I’ve overheard a few souls recently write foursquare off as a sort of ‘creepy’ social media development – “I wouldn’t want people knowing where I am all time time” seems to be their main concern. But for anyone who’s actually looked into foursquare – what it is and how it works – or even better, tried it out first-hand, they’d know there’s some serious business level application under the hood.
Firstly, let me say that I don’t use foursquare to hook up with people – that side of things is not really of much interest to me. What I do like however is expressing my indirect, and sometimes direct, loyalty to physical points of interest – businesses, organisations, gatherings – that I share an affinity with.

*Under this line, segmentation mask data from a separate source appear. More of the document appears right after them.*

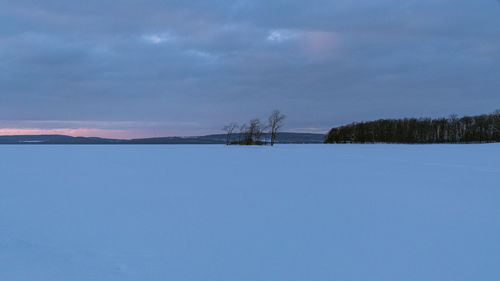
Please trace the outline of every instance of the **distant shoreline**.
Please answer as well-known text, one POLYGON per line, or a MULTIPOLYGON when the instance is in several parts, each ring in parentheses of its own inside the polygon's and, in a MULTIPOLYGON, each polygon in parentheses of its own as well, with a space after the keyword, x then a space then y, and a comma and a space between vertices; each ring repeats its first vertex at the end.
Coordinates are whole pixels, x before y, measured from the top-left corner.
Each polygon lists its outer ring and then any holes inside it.
MULTIPOLYGON (((324 134, 287 133, 279 134, 281 144, 320 144, 324 142, 324 134)), ((263 135, 263 139, 267 134, 263 135)), ((106 139, 93 137, 72 137, 66 135, 13 135, 0 136, 0 145, 168 145, 168 144, 225 144, 225 134, 194 137, 163 137, 144 139, 106 139)))

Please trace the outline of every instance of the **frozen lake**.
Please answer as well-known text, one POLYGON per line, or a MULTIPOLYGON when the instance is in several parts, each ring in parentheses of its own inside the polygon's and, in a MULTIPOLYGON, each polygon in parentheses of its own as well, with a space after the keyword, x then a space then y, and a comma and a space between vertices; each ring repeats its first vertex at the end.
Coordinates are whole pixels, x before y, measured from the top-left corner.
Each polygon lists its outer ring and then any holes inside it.
POLYGON ((500 145, 0 146, 0 280, 498 281, 500 145))

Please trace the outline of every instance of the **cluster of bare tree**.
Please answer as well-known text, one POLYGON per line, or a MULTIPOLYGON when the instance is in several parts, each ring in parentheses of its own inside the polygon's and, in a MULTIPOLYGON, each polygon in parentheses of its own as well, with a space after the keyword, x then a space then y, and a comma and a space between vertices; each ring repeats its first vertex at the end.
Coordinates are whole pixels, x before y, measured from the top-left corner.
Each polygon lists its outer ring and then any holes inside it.
POLYGON ((278 139, 278 133, 283 127, 285 115, 279 110, 273 110, 268 118, 268 123, 264 124, 260 119, 252 119, 250 122, 238 125, 233 122, 224 126, 226 132, 226 144, 239 145, 274 145, 278 139), (265 133, 269 134, 269 141, 262 140, 265 133))
POLYGON ((500 110, 458 118, 405 118, 353 123, 333 128, 326 143, 500 142, 500 110))

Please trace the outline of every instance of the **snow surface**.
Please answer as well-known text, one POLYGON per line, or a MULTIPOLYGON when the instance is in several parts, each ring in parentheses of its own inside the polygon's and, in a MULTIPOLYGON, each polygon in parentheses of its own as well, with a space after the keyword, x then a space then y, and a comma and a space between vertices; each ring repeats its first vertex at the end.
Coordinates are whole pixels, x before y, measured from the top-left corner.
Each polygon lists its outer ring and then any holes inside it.
POLYGON ((499 144, 0 146, 0 186, 0 280, 500 280, 499 144))

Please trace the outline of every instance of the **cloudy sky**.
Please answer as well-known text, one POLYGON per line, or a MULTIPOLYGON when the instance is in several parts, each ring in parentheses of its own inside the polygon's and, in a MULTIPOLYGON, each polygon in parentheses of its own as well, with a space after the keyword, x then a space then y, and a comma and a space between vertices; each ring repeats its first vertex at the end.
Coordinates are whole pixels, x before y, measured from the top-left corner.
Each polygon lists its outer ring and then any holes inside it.
POLYGON ((500 108, 498 0, 2 0, 0 134, 198 135, 500 108))

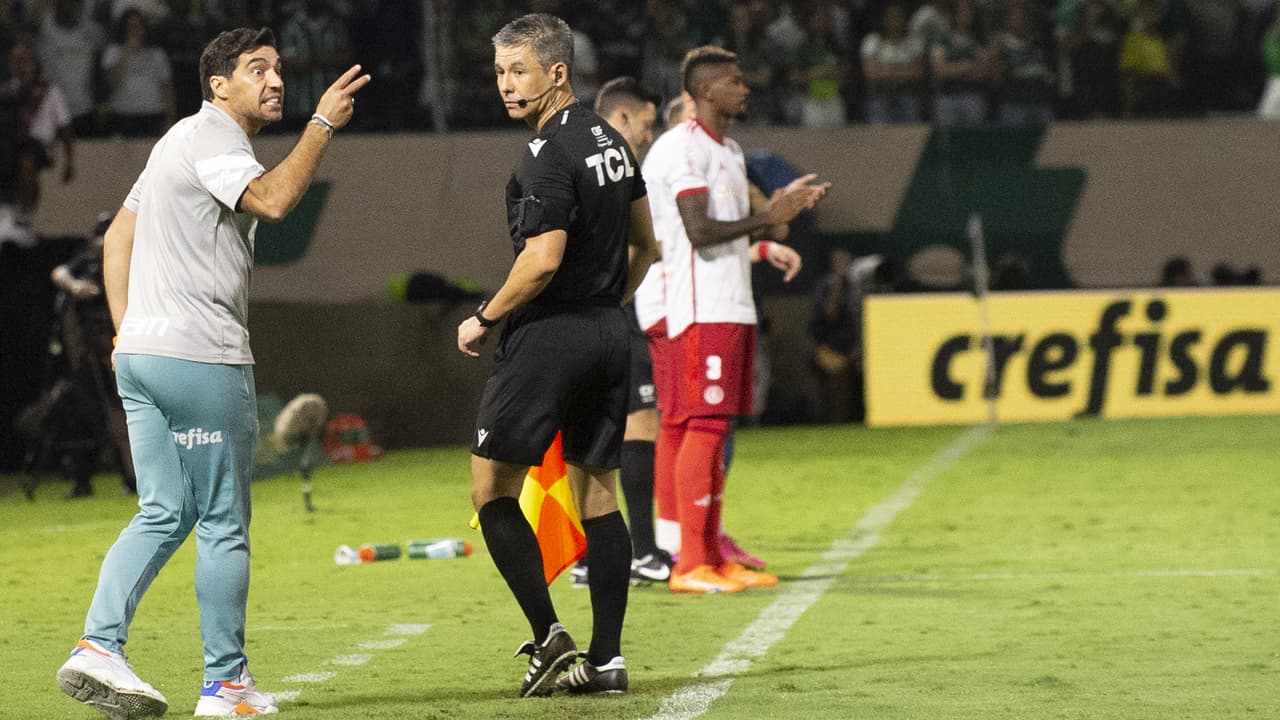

I leave tips at business locations that both please me and displease me. I read the tips of others – mini peer reviews – they offer some great insights. I also look at the analytics around the people who have checked into my business locations, and follow them on Twitter if they have a connected account (a large proportion do).
I look at some of the really clever promotions businesses are offering the foursquare community to drive repeat foot traffic into their stores, cinemas, branches, malls, markets, museums and clinics.
I even take some sense of pride in being the ‘mayor’ of my local train station (or at least I did until the title was recently wrenched from me – damn you Naughty J!)
You don’t have to be actively engaged in foursquare to pull business value from it. Every business owner with a physical point of presence should accept, or embrace, the fact that they’re probably on the platform already – people are checking in there now, and patron generated tips – the good, the bad, and the ugly – are starting to flow in now (and be syndicated across to Twitter).
Maybe you don’t want people knowing where you are all time time, but they sure as hell know the street address of your business. Like it or not.